The John Edwards brouhaha

I had to comment on this, if only because I love the word “brouhaha.”  However, a lot of elements of this particular brouhaha (yes, that will be the last time I say it in this post) are peeving me.  The thing is, I like a lot of John Edwards’ ideas.  I liked that he was a lawyer for the little guy against big corporations, and that he wanted to battle against poverty, and I liked the idea of him maybe being president not so many months ago.  But I never liked John Edwards.  And the reason I say this is because I never knew him, then or now.  I never knew his wife either.  There are people writing their columns and talking on the street who are expressing some sense of betrayal, and I don’t understand that.  The only one betrayed was Elizabeth, and she knew it long ago.  I don’t think that John had any responsibility to ‘fess up to the public; this was a private matter, and should have stayed private, especially because it’s never been proven to be true that if a politician cheats on his wife, he’ll be a lousy leader. 
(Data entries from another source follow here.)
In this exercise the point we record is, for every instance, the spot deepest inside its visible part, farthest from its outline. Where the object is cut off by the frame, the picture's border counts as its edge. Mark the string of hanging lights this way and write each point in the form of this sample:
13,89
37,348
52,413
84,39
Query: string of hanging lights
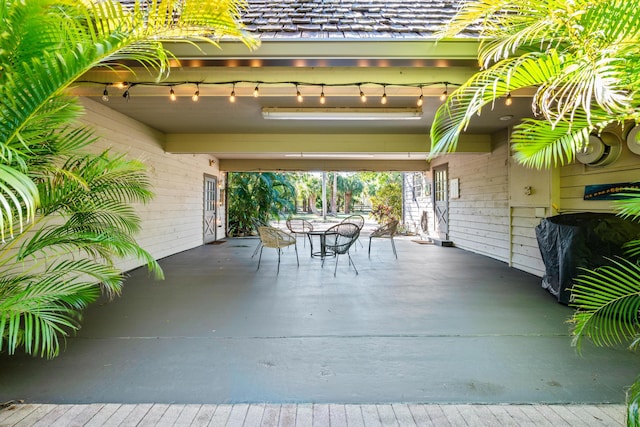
359,89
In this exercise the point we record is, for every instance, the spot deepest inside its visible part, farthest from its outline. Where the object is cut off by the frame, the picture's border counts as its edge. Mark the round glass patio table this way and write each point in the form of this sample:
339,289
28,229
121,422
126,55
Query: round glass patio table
319,252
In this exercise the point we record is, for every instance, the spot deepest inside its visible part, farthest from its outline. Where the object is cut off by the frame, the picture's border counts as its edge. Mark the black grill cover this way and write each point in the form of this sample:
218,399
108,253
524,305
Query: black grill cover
570,241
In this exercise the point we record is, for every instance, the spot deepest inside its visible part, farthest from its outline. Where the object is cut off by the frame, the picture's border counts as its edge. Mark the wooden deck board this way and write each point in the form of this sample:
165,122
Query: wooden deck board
287,416
337,415
354,415
305,415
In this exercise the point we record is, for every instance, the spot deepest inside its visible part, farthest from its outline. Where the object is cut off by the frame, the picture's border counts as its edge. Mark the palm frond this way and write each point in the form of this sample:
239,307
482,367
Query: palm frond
538,143
484,88
608,302
633,404
629,206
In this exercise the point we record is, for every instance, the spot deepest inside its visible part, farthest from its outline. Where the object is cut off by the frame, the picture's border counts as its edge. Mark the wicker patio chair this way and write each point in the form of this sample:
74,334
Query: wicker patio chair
256,224
338,239
272,237
299,226
357,220
386,231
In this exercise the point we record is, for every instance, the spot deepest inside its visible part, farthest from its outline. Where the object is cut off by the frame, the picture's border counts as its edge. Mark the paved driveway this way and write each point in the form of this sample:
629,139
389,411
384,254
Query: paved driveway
438,325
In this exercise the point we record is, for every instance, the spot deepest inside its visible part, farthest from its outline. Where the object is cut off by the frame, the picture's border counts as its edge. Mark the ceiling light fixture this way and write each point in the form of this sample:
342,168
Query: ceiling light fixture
363,97
276,113
332,155
298,94
196,94
105,94
232,97
444,94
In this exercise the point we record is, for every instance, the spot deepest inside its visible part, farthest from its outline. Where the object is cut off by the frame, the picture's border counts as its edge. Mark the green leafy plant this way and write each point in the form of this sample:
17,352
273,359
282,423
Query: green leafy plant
582,58
387,203
257,197
65,215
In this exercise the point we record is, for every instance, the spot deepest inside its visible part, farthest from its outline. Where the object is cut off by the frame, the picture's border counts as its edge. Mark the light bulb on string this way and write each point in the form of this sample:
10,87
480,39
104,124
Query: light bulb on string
363,97
298,94
444,94
105,94
196,94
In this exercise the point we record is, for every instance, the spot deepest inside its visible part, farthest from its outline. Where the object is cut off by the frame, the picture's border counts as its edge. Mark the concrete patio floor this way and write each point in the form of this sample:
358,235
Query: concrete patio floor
438,325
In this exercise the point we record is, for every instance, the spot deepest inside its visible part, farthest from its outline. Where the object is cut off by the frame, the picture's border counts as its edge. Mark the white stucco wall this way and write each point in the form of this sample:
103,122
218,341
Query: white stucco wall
479,217
173,220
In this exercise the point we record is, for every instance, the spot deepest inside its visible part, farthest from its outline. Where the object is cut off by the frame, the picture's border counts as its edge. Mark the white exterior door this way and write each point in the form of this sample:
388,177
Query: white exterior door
441,201
210,208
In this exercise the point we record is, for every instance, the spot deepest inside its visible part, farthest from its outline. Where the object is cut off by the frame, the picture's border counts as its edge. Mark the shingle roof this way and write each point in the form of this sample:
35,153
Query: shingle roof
349,19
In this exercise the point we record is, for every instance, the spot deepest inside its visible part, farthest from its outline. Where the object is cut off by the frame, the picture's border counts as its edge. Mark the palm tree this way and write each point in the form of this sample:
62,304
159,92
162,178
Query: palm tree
582,57
351,186
65,213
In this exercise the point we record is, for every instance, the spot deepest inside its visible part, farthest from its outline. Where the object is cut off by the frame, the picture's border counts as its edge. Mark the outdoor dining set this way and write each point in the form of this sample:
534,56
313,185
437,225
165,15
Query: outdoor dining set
324,243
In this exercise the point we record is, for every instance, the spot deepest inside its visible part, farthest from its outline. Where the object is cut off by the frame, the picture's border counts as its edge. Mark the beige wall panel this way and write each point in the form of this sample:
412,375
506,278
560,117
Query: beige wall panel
177,209
479,218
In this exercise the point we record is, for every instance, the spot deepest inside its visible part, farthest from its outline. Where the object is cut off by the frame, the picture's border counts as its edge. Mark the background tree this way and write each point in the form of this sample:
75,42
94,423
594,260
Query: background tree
583,59
351,186
66,213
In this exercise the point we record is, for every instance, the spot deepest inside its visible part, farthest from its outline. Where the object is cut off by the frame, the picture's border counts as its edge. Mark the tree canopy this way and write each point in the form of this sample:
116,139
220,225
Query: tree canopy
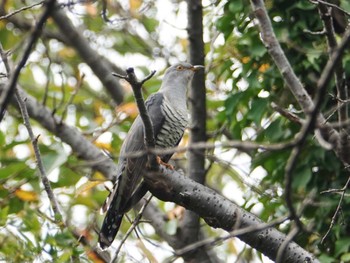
262,171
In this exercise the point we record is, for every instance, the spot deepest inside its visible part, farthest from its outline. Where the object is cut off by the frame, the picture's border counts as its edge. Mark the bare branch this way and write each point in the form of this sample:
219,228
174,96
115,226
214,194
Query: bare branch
131,228
334,217
43,176
7,95
20,10
218,212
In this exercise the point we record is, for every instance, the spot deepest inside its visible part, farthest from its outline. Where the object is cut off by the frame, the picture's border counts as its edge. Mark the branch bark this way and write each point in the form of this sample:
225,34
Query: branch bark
188,231
219,212
99,65
216,210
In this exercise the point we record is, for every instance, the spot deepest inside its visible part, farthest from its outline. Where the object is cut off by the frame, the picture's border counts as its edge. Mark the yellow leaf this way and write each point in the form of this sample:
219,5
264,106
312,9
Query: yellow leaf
86,187
24,195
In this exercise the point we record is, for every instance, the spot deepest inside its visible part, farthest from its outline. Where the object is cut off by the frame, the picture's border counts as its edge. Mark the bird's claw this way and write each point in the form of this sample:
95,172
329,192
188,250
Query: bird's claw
160,162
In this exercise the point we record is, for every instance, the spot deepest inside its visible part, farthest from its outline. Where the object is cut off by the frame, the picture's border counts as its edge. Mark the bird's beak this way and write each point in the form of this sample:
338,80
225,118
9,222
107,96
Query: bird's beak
197,67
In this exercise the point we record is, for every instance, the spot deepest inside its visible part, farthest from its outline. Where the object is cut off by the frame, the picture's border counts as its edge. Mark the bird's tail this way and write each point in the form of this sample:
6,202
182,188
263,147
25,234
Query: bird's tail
109,228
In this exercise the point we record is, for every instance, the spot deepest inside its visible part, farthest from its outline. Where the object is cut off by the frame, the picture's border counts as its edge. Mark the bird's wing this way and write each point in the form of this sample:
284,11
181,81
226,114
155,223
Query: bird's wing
129,174
134,142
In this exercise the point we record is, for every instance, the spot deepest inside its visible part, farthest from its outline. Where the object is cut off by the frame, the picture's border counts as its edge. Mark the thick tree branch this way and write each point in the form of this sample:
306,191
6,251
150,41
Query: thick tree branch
188,231
342,92
218,212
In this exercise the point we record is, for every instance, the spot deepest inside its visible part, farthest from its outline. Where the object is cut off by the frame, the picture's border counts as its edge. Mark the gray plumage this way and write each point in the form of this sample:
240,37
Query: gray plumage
169,115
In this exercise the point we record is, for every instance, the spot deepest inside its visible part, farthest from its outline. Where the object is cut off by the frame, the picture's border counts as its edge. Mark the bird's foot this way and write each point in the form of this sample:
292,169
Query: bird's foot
160,162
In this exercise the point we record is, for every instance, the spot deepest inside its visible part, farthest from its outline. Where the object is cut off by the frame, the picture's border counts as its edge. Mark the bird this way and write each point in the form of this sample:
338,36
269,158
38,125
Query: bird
169,114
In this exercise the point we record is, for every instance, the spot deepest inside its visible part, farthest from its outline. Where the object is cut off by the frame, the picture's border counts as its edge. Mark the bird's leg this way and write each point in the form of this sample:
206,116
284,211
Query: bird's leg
160,162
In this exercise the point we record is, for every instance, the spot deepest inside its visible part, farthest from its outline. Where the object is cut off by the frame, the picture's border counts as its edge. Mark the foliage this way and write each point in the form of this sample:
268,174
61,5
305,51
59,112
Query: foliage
242,83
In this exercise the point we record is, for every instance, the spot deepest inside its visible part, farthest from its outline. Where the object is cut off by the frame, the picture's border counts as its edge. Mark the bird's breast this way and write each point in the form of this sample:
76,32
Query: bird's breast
175,122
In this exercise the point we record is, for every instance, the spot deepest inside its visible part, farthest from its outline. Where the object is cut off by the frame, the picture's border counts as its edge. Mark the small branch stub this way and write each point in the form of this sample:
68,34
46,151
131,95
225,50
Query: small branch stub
136,85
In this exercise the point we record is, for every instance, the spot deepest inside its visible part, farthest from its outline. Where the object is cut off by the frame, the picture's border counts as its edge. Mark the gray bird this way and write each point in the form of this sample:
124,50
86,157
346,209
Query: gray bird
167,109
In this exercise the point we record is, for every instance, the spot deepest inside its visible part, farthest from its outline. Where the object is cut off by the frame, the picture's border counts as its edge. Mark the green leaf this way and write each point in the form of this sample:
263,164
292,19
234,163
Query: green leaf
54,160
257,110
342,246
301,177
3,215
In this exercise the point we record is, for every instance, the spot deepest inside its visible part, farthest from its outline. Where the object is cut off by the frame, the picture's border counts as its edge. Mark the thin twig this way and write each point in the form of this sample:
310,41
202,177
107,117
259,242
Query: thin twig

I’m not condoning cheating or lying.  But I’m saying it’s none of our business (which is, I suppose, ironic since I’m adding my voice to the chorus.)  The article that’s bothered me the most so far is this one by Lee Stranahan at the Huffington Post (http://www.huffingtonpost.com/lee-stranahan/say-it-aint-so-elizabeth_b_117867.html), the one that judges Elizabeth for having supported her husband in his presidential bid despite knowing about his affair.  He assumes that her appearing to love him was a cynical manipulation, and that his supporters got played.  The reason this galls me is that we have no idea what’s in her heart or in his.  We have no idea what a brief sexual dalliance meant when compared to all their years and the life they forged together.  People respond to the affairs of their partner in all sorts of ways; people have affairs for all sorts of reasons.  And to assume we know the inner workings of any couple—be they public, or our friends and neighbors—is just foolish.  I’m a believer that if we don’t know, we shouldn’t judge.

I’m in a position to be particularly empathetic because I used to do counseling for cancer patients and their families, and I learned that affairs are not uncommon in a situation like that.  I found it had a lot to do with fear of loss, of making someone less important to you because you’re terrified they might not be with you much longer, of grasping onto life.  I found it had little to do with the person’s overall character.  It wasn’t like “this type of person cheats, the kind who’s immoral and doesn’t really love his wife (or her husband).”  We do ourselves a disservice with oversimplification.

Do I know that the reason John Edwards cheated was because he loves his wife and was afraid to lose her?  No, I don’t.  But I don’t know it to be otherwise.  And I don’t think his political career should hang in the balance either way.  This should have stayed between John and Elizabeth, and that’s the last I’ll say on it.